At least in theory, this is not something you're supposed to care about (though I must admit this is something that would occasionally be "nice to know"). A DOS-accessible volume doesn't have to be associated with an INT 13h physical device or CHS/LBA addressing at all (common examples include RAM drives, network drives, CD/DVD, SCSI/ASPI, USB, FireWire, etc.). That's why things are designed the way they are, and why you're supposed to only use OS calls to access data inside volumes. "Going behind the OS's back" and directly accessing data inside a volume is not a good idea, and why DOS (and Windows) don't provide a way to go back and forth between the two.

> Indeed badly missing:
>
> - a call revealing what device hosts a volume

I _might_ add something like this to a future release of USBDRIVE, though it is unlikely. If I did, however, the call would only be valid for the USB drives controlled by USBDRIVE -- it would not work for any other disks (including the MFM/RLL/ESDI/ATA/SATA/PATA/... disks that the BIOS & DOS kernel provide drivers for). In addition, there would be at least two different calls needed: one to obtain the physical information given a volume, and another to obtain the volume(s) given a physical disk.

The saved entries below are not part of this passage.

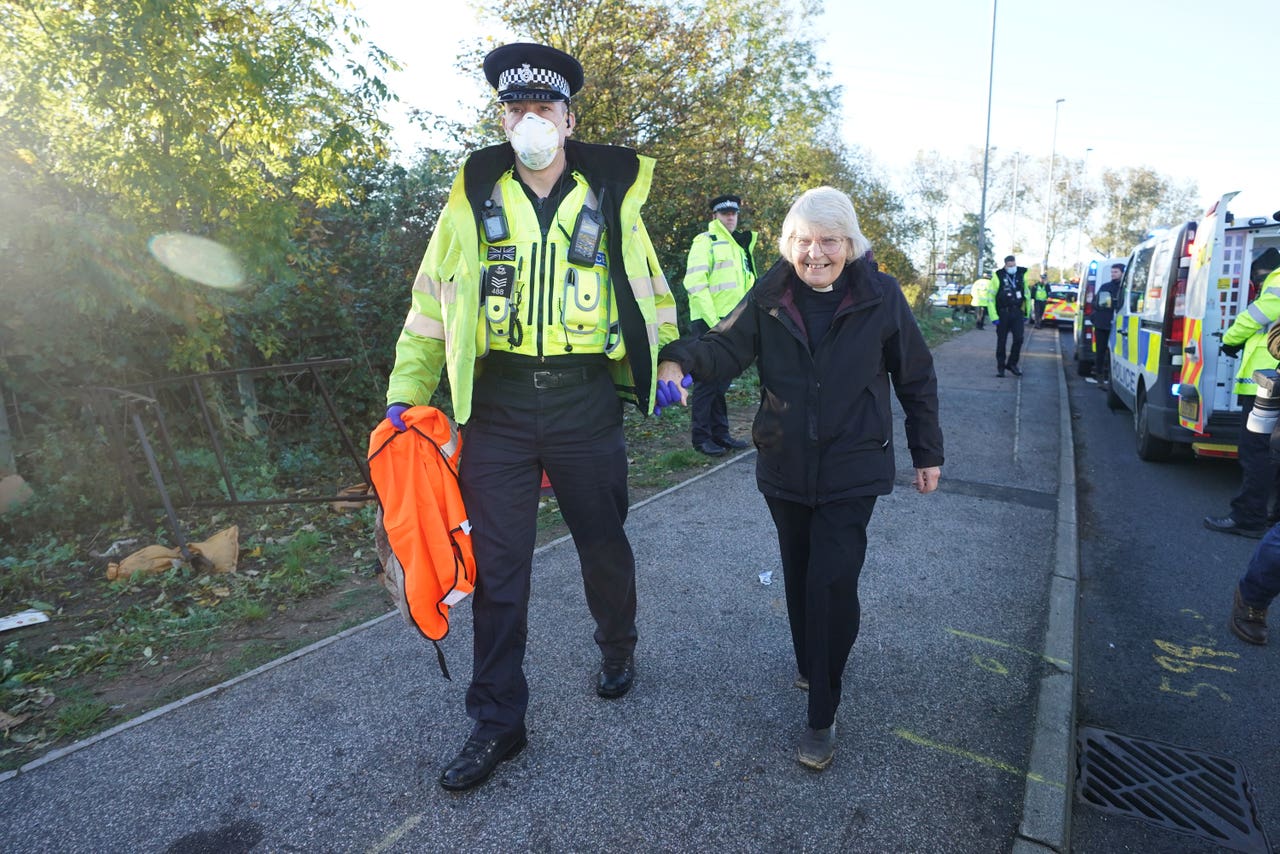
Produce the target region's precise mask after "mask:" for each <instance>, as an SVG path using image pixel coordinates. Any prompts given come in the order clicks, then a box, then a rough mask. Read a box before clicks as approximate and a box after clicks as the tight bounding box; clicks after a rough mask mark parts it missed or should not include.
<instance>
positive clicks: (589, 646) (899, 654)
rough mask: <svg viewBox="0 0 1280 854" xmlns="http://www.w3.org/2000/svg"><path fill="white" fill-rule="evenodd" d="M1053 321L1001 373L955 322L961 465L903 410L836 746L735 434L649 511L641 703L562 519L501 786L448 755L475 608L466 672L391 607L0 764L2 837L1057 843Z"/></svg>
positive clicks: (439, 841) (986, 354) (1058, 386)
mask: <svg viewBox="0 0 1280 854" xmlns="http://www.w3.org/2000/svg"><path fill="white" fill-rule="evenodd" d="M1057 348H1059V338H1057V334H1056V333H1053V332H1051V330H1042V332H1032V333H1030V334H1029V335H1028V348H1027V350H1028V352H1027V355H1025V356H1024V359H1023V367H1024V371H1025V375H1024V376H1023V379H1021V380H1018V379H1014V378H1011V376H1010V378H1005V379H997V378H996V375H995V357H993V350H995V335H993V334H992V332H991V330H989V329H988V330H986V332H977V330H970V332H968V333H964V334H961V335H957V337H956V338H954V339H952V341H950V342H947V343H946V344H943V346H941V347H940V348H938V351H937V359H938V374H940V379H941V397H942V420H943V430H945V433H946V453H947V465H946V466H945V467H943V479H942V488H941V489H940V492H938V493H936V494H933V495H919V494H916V493H915V492H914V490H913V489H910V487H909V483H910V458H909V456H908V455H906V452H905V442H904V439H902V438H901V426H899V433H900V435H899V439H897V447H899V488H897V490H896V492H895V493H893V494H892V495H890V497H886V498H882V499H881V501H879V502H878V504H877V508H876V515H874V517H873V520H872V526H870V548H869V551H868V558H867V566H865V568H864V572H863V585H861V592H863V630H861V636H860V638H859V641H858V645H856V647H855V649H854V656H852V659H851V662H850V670H849V677H847V679H846V688H845V700H844V704H842V707H841V709H840V716H838V734H840V735H838V748H837V753H836V761H835V763H833V764H832V767H831V768H828V769H827V771H826V772H823V773H813V772H810V771H806V769H805V768H803V767H801V766H799V764H797V763H796V762H795V759H794V758H792V752H794V748H795V743H796V740H797V737H799V735H800V732H801V730H803V727H804V718H805V698H804V694H803V693H800V691H799V690H796V689H795V688H792V686H791V680H792V679H794V668H795V666H794V661H792V656H791V648H790V636H788V632H787V625H786V609H785V604H783V593H782V579H781V571H780V570H778V557H777V540H776V539H774V534H773V528H772V524H771V521H769V517H768V512H767V510H765V506H764V501H763V499H762V498H760V495H759V493H758V492H756V489H755V480H754V453H751V452H746V453H740V455H736V456H735V457H733V458H731V460H728V461H726V462H724V463H723V465H719V466H717V467H716V469H713V470H710V471H708V472H707V474H704V475H701V476H699V478H696V479H694V480H691V481H689V483H685V484H682V485H680V487H677V488H675V489H671V490H668V492H666V493H663V494H660V495H657V497H654V498H652V499H649V501H646V502H644V503H643V504H639V506H636V507H635V508H634V510H632V512H631V517H630V521H628V530H630V534H631V538H632V543H634V545H635V549H636V557H637V562H639V567H640V570H639V594H640V632H641V640H640V643H641V645H640V648H639V650H637V666H639V676H637V681H636V686H635V689H634V690H632V693H631V694H630V695H628V697H627V698H625V699H622V700H616V702H607V700H602V699H599V698H596V697H595V694H594V691H593V688H591V680H593V673H594V668H595V666H596V663H598V662H596V650H595V645H594V644H593V641H591V630H593V626H591V622H590V617H589V615H588V612H586V607H585V604H584V600H582V592H581V579H580V575H579V570H577V561H576V556H575V551H573V545H572V543H571V542H568V540H557V542H554V543H552V544H549V545H547V547H544V548H543V549H540V551H539V553H538V556H536V562H535V574H534V589H532V606H531V620H530V636H529V656H527V671H529V681H530V688H531V695H532V697H531V705H530V709H529V730H530V744H529V748H526V749H525V752H524V753H522V754H521V755H520V757H517V758H516V759H513V761H512V762H509V763H506V764H503V766H502V767H500V769H499V772H498V773H497V776H495V777H494V778H493V781H490V784H489V785H486V786H484V787H481V789H477V790H475V791H471V793H463V794H461V795H453V794H448V793H444V791H443V790H440V789H439V786H438V785H436V782H435V778H436V775H438V772H439V769H440V767H442V766H443V764H444V763H445V762H448V761H449V758H452V755H453V753H454V752H456V749H457V748H458V746H460V745H461V743H462V741H463V739H465V737H466V734H467V731H468V723H470V722H468V721H467V718H466V716H465V713H463V709H462V704H463V703H462V700H463V691H465V689H466V684H467V679H468V676H470V648H471V632H470V622H471V615H470V609H468V608H467V607H466V606H462V607H460V608H457V609H456V611H454V613H453V631H452V634H451V635H449V638H448V639H447V640H445V643H444V648H445V652H447V654H448V657H449V663H451V667H452V670H453V676H454V679H453V681H452V682H449V681H445V680H444V679H442V676H440V673H439V671H438V668H436V665H435V656H434V652H433V650H431V648H430V645H429V644H426V643H425V641H422V640H421V639H420V638H417V636H416V635H415V634H413V632H412V631H411V630H410V629H408V627H407V626H406V625H404V624H403V622H401V620H399V617H398V616H388V617H383V618H379V620H374V621H372V622H370V624H366V625H365V626H361V627H358V629H353V630H349V631H347V632H344V634H343V635H339V636H337V638H334V639H330V640H328V641H324V643H320V644H316V645H314V647H311V648H308V649H305V650H301V652H300V653H294V654H292V656H289V657H287V658H284V659H280V661H279V662H273V663H271V665H268V666H266V667H264V668H260V670H259V671H255V672H252V673H250V675H247V676H244V677H241V679H238V680H234V681H232V682H228V684H227V685H223V686H219V688H216V689H211V690H210V691H205V693H204V694H200V695H196V697H195V698H188V699H187V700H183V702H180V703H177V704H173V705H170V707H166V708H165V709H160V711H157V712H154V713H150V714H147V716H145V717H143V718H141V720H140V721H136V722H134V723H132V725H125V726H123V727H118V729H116V730H114V731H111V732H109V734H105V735H104V736H100V737H97V739H93V740H91V741H88V743H83V744H81V745H76V746H74V748H72V749H69V750H65V752H63V753H60V754H56V755H54V757H50V758H46V759H44V761H40V762H36V763H32V764H31V766H27V767H26V768H23V769H22V771H19V772H18V773H15V775H9V776H8V778H0V804H3V808H0V812H3V816H4V821H0V850H4V851H35V850H40V851H93V853H100V851H173V853H179V851H180V853H195V851H250V850H255V851H406V853H407V851H444V850H451V851H452V850H468V851H512V850H529V851H634V850H645V851H689V850H718V851H756V850H780V851H782V850H786V851H790V850H797V851H799V850H805V851H893V853H901V851H928V853H931V854H937V853H940V851H974V853H978V851H980V853H983V854H988V853H991V851H1011V850H1012V851H1019V853H1027V854H1030V853H1033V851H1047V850H1052V849H1057V850H1061V848H1062V845H1064V839H1065V828H1066V821H1068V816H1069V809H1068V807H1069V794H1070V793H1069V782H1068V766H1069V762H1070V757H1069V746H1068V745H1069V739H1070V725H1071V705H1070V698H1071V685H1073V681H1074V680H1073V676H1071V667H1073V649H1074V635H1073V627H1074V600H1075V598H1074V571H1075V567H1074V563H1075V545H1076V544H1075V515H1074V513H1075V493H1074V476H1073V475H1071V465H1070V463H1071V460H1070V448H1071V442H1070V435H1069V434H1068V431H1069V430H1070V423H1069V419H1068V416H1066V398H1065V384H1064V378H1062V373H1061V371H1062V367H1061V365H1062V362H1061V359H1060V356H1059V350H1057ZM899 420H900V416H899ZM1064 472H1065V476H1064ZM769 570H773V571H774V574H773V583H772V584H769V585H764V584H762V583H760V574H762V572H767V571H769Z"/></svg>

Laaca is working on a protocol-independent way of accomplishing this: http://www.bttr-software.de/forum/forum_entry.php?id=8578

> - a call taking 2 volumes as input and revealing whether to use low memory
> (2 different disks, at least 1 is RAMDISK or SSD or so) or high memory
> (both on 1 hard disk) copy strategy

First of all, what do you mean by "high memory": UMB, HMA, EMS, XMS, or something else?

Secondly, when dealing with volumes, you should always use DOS calls, which require the memory address to be in segment:offset format, which in turn requires conventional, UMB, EMS, or in some cases, HMA. The memory must generally be compatible with all types of hardware DMA (including PCI bus mastering). It doesn't really matter whether the volumes are on the same physial disk or not, or even if they are on a physical disk at all.

> Windaube AFAIK doesn't have such calls either, some people (or companies)
> simply never learn :clap:

And they probably never will have such calls, for security and data safety reasons.

> It has this BUG (reported cca 1 year ago) that after driver uninstall the
> occupied "physical disks" are not freed :-(

That will be fixed in the next release of USBDRIVE. I've discovered that this is actually a "bug" in the way some BIOS's work, not a "bug" in USBDRIVE as such.